TZM alloy has three strengthening methods including solid solution strengthening, second phase strengthening and deformation strengthening.
Solid solution strengthening: it refers to the solute atoms of solid solution caused matrix’s lattice defects, increasing dislocation motion resistance, making difficult to slip, so that the strength and hardness of solid solution in alloy is increase. Appropriate concentration solute atoms can improve the strength and hardness of the metal, but the toughness and ductility will decrease. TZM alloy solute atoms is titanium (Ti), zirconium (Zr) and other elements. They are dissolved in molybdenum (Mo) matrix, so that the lattice distortion, increasing the strength and hardness. On the other hand, the difference size between solute atoms and solvent atoms is larger, the better the strengthening effect. Zr and Mo atomic size difference factor is + 14.3 and Ti and Mo atom difference factor is +4.4, so in TZM alloy Zr plays an important role on solid-solution strengthening. Although atomic size difference factor between carbon (C) and Mo is -34.5, but due to the solubility of C in Mo is small, so it is not considered.
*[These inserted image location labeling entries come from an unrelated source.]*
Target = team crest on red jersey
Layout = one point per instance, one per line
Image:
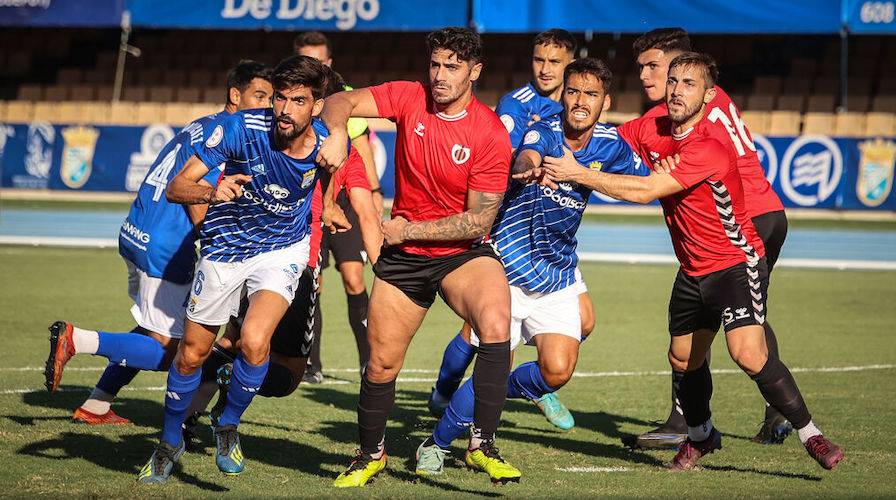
(460, 154)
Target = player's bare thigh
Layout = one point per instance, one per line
(478, 292)
(557, 357)
(392, 320)
(687, 352)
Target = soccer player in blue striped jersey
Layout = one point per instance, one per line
(552, 51)
(534, 233)
(254, 243)
(157, 242)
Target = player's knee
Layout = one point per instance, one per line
(750, 360)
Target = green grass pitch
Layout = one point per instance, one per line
(297, 445)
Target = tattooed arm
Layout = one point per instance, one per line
(474, 223)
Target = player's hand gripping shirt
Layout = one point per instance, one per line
(158, 236)
(440, 158)
(708, 220)
(274, 209)
(535, 231)
(723, 122)
(517, 108)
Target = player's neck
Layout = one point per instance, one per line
(302, 146)
(680, 128)
(457, 106)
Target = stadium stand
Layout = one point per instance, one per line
(783, 84)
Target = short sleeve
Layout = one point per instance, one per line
(392, 97)
(491, 165)
(514, 118)
(541, 139)
(223, 143)
(700, 160)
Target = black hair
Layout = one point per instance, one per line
(558, 37)
(700, 60)
(240, 76)
(462, 41)
(300, 70)
(591, 66)
(664, 39)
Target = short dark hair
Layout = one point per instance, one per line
(462, 41)
(591, 66)
(312, 38)
(665, 39)
(558, 37)
(240, 76)
(335, 82)
(300, 70)
(700, 60)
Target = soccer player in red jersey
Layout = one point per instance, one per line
(654, 51)
(723, 276)
(452, 158)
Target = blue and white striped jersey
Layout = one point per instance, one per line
(157, 236)
(274, 209)
(517, 107)
(535, 230)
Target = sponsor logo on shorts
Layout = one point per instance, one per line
(197, 284)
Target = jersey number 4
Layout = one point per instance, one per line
(736, 128)
(159, 176)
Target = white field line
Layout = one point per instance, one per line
(592, 469)
(429, 380)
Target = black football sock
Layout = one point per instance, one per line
(490, 374)
(780, 391)
(278, 382)
(357, 319)
(694, 393)
(374, 404)
(314, 359)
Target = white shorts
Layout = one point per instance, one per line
(534, 313)
(580, 285)
(219, 286)
(159, 306)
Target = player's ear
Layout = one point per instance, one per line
(318, 107)
(475, 72)
(234, 95)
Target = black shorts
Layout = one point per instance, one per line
(772, 230)
(732, 298)
(420, 277)
(294, 335)
(347, 246)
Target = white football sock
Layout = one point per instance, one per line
(808, 432)
(701, 432)
(86, 341)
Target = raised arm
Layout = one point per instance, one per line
(338, 108)
(473, 223)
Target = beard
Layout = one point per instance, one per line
(283, 138)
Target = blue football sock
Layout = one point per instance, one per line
(178, 396)
(131, 349)
(458, 416)
(526, 382)
(458, 356)
(244, 384)
(115, 377)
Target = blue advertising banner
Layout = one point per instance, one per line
(809, 171)
(69, 13)
(870, 16)
(342, 15)
(696, 16)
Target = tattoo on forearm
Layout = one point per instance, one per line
(471, 224)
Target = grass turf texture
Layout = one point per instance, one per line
(296, 446)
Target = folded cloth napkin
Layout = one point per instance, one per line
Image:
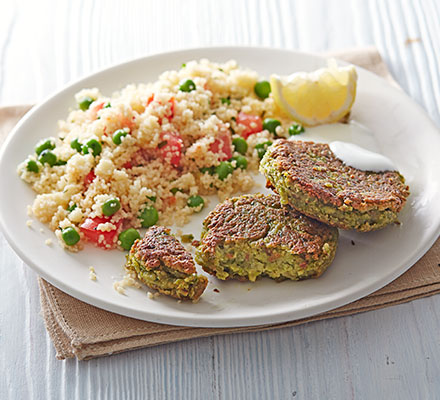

The second phase strengthening mechanism: in composite alloy, in addition to the matrix phase, there is a second phase existence. When the second phase is uniformly distributed in the matrix phase, it will produce a significant strengthening effect. The main principle of second phase is the second phase impedes dislocation motion, improving the alloy’s deformation resistance. TZM alloy second phase means TiC and ZrC carbide particles. They are uniformly distributed in the matrix Mo effectively impede dislocation motion, so that the alloy has been strengthened. However, in TZM alloy oxide is more than carbide. Oxides in a certain range can prevent dislocation glide, to increase the strength of the alloy, but it makes thermal processing more difficult and increase brittleness of alloy. It is reported that added alumina and zirconia in the alloy can improve the hot workability of alloy.
Deformation strengthening mechanism: TZM alloy under recrystallization temperature can process deformed strengthening. Besides, the deformation strengthening effect will increases with the amount of deformation increases. Deformation strengthening means including: forging, extrusion and hot rolling. Alloy grains during deformation along the machine direction stretch, resulting in lattice distortion, increased dislocation density, and secondary grain emergence (grain refinement), thereby increasing the strength of the alloy. After deformation strengthening alloy strength, ductility and ductile-brittle has greatly improved. However, after annealing the strength of alloy is decrease. In order to increase alloy’s strength can employ nitrided treatment, so that the matrix can produce titanium nitride particles, improving the hardness and tensile strength of the alloy.